How to optimize MySQL group by statement

How to optimize MySQL group by statement

In MySQL, create a new table with three fields, id, a, and b. Insert 1,000 records with the same fields, as follows:

mysql> show create table t1\G
*************************** 1. row ***************************
    Table: t1
Create Table: CREATE TABLE `t1` (
 `id` int(11) NOT NULL,
 `a` int(11) DEFAULT NULL,
 `b` int(11) DEFAULT NULL,
 PRIMARY KEY (`id`),
 KEY `a` (`a`)
) ENGINE=InnoDB DEFAULT CHARSET=utf8
1 row in set (0.00 sec)
mysql> select * from t1 limit 10;
+----+------+------+
| id | a | b |
+----+------+------+
| 1 | 1 | 1 |
| 2 | 2 | 2 |
| 3 | 3 | 3 |
| 4 | 4 | 4 |
| 5 | 5 | 5 |
| 6 | 6 | 6 |
| 7 | 7 | 7 |
| 8 | 8 | 8 |
| 9 | 9 | 9 |
| 10 | 10 | 10 |
+----+------+------+
10 rows in set (0.00 sec)

When we execute the following SQL containing group by, we can see the execution plan:

mysql> explain select id%10 as m, count(*) as c from t1 group by m limit 10;
+----+-------------+-------+------------+-------+---------------+------+---------+------+------+----------+----------------------------------------------+
| id | select_type | table | partitions | type | possible_keys | key | key_len | ref | rows | filtered | Extra |
+----+-------------+-------+------------+-------+---------------+------+---------+------+------+----------+----------------------------------------------+
| 1 | SIMPLE | t1 | NULL | index | PRIMARY,a | a | 5 | NULL | 1000 | 100.00 | Using index; Using temporary; Using filesort |
+----+-------------+-------+------------+-------+---------------+------+---------+------+------+----------+----------------------------------------------+
1 row in set, 1 warning (0.00 sec)

At the end there are:

  • Using index: Covering index
  • using temporary: using a temporary memory table
  • using filesort: sorting operation is used

In order to better understand the execution process of this group by statement, I draw a picture to represent it:

Comparing with the above table, we can easily find that the execution process of this group by statement is as follows:

a. First, create a temporary memory table with two fields m and c. The primary key is m; m is id%10, and c is the number of counts (*)

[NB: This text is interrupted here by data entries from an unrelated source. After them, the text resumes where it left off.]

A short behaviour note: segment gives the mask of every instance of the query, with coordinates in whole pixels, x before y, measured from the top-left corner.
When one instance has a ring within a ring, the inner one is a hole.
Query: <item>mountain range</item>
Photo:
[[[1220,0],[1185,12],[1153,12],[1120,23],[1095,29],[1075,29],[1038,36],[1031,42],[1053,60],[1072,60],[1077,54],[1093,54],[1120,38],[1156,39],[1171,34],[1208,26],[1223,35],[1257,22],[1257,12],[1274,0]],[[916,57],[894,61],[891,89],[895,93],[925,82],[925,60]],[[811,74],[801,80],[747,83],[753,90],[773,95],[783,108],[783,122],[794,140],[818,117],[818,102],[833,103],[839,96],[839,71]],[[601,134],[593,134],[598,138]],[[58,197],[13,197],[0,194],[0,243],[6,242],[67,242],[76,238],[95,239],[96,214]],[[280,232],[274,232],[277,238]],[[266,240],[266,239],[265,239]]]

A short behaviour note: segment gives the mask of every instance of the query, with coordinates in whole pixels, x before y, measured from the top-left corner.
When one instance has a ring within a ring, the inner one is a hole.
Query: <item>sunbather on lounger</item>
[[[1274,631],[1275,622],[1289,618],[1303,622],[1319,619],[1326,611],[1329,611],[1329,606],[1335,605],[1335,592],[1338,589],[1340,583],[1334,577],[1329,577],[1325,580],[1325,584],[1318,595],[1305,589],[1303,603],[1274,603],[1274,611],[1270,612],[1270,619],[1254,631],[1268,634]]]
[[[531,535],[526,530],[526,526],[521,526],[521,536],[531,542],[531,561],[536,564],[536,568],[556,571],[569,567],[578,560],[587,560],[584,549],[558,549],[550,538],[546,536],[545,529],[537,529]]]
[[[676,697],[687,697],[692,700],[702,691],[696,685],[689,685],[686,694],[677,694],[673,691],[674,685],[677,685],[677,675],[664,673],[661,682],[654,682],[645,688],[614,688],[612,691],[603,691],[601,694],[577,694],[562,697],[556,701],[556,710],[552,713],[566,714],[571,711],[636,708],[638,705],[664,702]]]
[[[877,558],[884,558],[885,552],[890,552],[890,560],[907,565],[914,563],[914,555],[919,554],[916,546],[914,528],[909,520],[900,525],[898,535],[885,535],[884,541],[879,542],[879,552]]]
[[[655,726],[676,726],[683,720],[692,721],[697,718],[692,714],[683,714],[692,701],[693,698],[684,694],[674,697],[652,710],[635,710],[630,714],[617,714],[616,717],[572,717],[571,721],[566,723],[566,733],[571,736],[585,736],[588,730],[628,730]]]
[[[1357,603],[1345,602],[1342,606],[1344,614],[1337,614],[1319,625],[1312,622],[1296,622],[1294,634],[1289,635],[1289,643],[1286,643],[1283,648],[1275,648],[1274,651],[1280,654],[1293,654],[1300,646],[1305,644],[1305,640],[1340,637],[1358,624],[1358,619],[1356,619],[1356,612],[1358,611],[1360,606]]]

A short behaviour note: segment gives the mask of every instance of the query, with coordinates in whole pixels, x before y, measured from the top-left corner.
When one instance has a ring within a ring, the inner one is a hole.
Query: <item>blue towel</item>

b. Scan index a of table t1, take out the id values ​​on the leaf nodes one by one, calculate the result of id%10, and record it as x; if there is no row with primary key x in the temporary table, insert a record (x,1); if there is a row with primary key x in the table, add 1 to the c value of row x;

c. After the traversal is completed, sorting is performed according to field m, and the result set is returned to the client. (Note that this sorting action is automatically added by group by.)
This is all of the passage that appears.